Transit advocates say that’s how much time subway delays cost some commuters, and it would be possible to get that time back if the MTA modernizes its antiquated signal system.
The Transit Center, an advocacy group, said it compared train departure and arrival times in October on the L line, which has a modern signal system with similar data from lines which still use the old signal technology.
Crunching the numbers, they found that a commuter now spends 45 minutes per trip traveling between Jackson Heights, Queens, and Greenwich Village.
If the signals were modernized, that straphanger would save 13 minutes each way, 26 minutes a day, which adds up to 110 hours a year.
The official who oversees the subway system has proposed a Fast Forward plan, which calls for spending as much as $40 billion over 10 years to overhaul the subways, including the signal system.
On questions on how to fund the MTA’s Fast Forward plan, lawmakers and advocates are quick to call for congestion pricing.
“I’m really concerned that we are running out of time to pass congestion pricing,” said State Senate Democrat Brad Hoylman. “I’m concerned that we don’t have a full blown congestion pricing plan.”

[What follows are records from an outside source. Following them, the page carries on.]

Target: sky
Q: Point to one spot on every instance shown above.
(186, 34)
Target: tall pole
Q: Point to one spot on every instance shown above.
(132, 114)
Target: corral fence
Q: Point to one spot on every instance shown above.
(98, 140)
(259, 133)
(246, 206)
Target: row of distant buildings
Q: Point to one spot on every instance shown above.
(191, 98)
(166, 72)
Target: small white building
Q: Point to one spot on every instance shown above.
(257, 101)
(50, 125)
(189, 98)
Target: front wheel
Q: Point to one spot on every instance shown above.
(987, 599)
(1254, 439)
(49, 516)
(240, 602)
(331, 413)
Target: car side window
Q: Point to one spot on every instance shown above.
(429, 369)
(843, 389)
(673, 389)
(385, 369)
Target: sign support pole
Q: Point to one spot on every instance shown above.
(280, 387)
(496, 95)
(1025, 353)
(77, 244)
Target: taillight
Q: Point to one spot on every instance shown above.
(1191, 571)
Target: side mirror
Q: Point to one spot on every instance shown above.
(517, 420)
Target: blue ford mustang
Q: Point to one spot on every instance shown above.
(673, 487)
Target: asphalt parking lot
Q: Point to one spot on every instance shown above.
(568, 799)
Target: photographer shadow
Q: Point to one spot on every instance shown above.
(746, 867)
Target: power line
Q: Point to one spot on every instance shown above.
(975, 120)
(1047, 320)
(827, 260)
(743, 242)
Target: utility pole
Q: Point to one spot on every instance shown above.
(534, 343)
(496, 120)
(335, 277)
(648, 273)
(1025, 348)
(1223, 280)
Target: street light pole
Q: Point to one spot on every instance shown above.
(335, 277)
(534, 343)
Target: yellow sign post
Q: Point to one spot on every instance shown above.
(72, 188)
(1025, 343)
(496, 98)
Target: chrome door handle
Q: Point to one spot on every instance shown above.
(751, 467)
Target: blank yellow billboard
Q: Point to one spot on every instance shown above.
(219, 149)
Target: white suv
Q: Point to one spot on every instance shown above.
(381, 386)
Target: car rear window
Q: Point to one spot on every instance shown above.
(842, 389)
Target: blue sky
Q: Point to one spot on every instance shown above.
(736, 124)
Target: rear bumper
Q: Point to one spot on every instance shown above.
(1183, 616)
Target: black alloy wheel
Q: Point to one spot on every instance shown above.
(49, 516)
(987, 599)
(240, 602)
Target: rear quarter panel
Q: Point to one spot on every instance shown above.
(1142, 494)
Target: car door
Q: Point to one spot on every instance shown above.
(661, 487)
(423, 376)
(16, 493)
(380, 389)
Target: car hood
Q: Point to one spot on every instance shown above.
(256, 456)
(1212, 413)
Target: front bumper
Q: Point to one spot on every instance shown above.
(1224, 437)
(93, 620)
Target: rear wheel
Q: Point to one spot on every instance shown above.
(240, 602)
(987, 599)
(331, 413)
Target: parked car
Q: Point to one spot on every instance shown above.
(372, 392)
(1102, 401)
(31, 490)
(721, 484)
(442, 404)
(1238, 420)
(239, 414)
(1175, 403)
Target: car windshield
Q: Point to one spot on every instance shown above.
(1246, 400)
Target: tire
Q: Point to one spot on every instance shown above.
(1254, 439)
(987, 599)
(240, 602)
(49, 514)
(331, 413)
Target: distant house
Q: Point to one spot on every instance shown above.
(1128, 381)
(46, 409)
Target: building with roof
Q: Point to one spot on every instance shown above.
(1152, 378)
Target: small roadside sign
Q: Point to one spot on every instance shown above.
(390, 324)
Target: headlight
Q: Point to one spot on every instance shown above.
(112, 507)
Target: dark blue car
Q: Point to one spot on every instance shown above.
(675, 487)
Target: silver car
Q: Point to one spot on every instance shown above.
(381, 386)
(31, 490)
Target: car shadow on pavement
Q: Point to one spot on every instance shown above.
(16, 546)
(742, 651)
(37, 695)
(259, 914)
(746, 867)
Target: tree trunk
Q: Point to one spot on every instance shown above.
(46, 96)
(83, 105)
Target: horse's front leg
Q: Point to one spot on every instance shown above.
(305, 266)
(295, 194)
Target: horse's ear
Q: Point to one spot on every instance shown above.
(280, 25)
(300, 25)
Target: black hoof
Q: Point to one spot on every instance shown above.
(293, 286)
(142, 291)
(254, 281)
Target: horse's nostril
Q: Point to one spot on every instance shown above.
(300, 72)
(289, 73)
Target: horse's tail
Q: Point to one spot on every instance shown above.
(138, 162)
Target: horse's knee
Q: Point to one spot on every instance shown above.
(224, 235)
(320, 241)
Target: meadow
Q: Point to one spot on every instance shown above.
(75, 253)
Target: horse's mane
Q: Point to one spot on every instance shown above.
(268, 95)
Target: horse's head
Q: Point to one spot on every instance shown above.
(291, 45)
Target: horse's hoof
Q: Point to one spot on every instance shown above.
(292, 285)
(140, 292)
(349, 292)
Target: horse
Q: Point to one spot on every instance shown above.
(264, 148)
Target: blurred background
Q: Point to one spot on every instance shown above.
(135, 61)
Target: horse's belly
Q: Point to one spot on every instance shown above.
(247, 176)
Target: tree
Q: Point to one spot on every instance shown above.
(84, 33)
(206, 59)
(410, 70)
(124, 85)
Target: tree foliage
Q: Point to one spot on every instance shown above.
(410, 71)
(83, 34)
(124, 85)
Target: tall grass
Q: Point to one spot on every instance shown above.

Congestion pricing would slap a surcharge on cars that enter the busiest parts of Manhattan, but it would only generate $1 billion a year, far short of the amount needed for a system-wide fix.
“Congestion pricing is only half of the Fast Forward $40 billion price tag,” Hoylman said. “We need to come up with additional forms of revenue.”
Governor Cuomo wants the legislature to include congestion pricing in the state budget that must be adopted by April 1. It's unclear, however, if the legislature will approve the idea.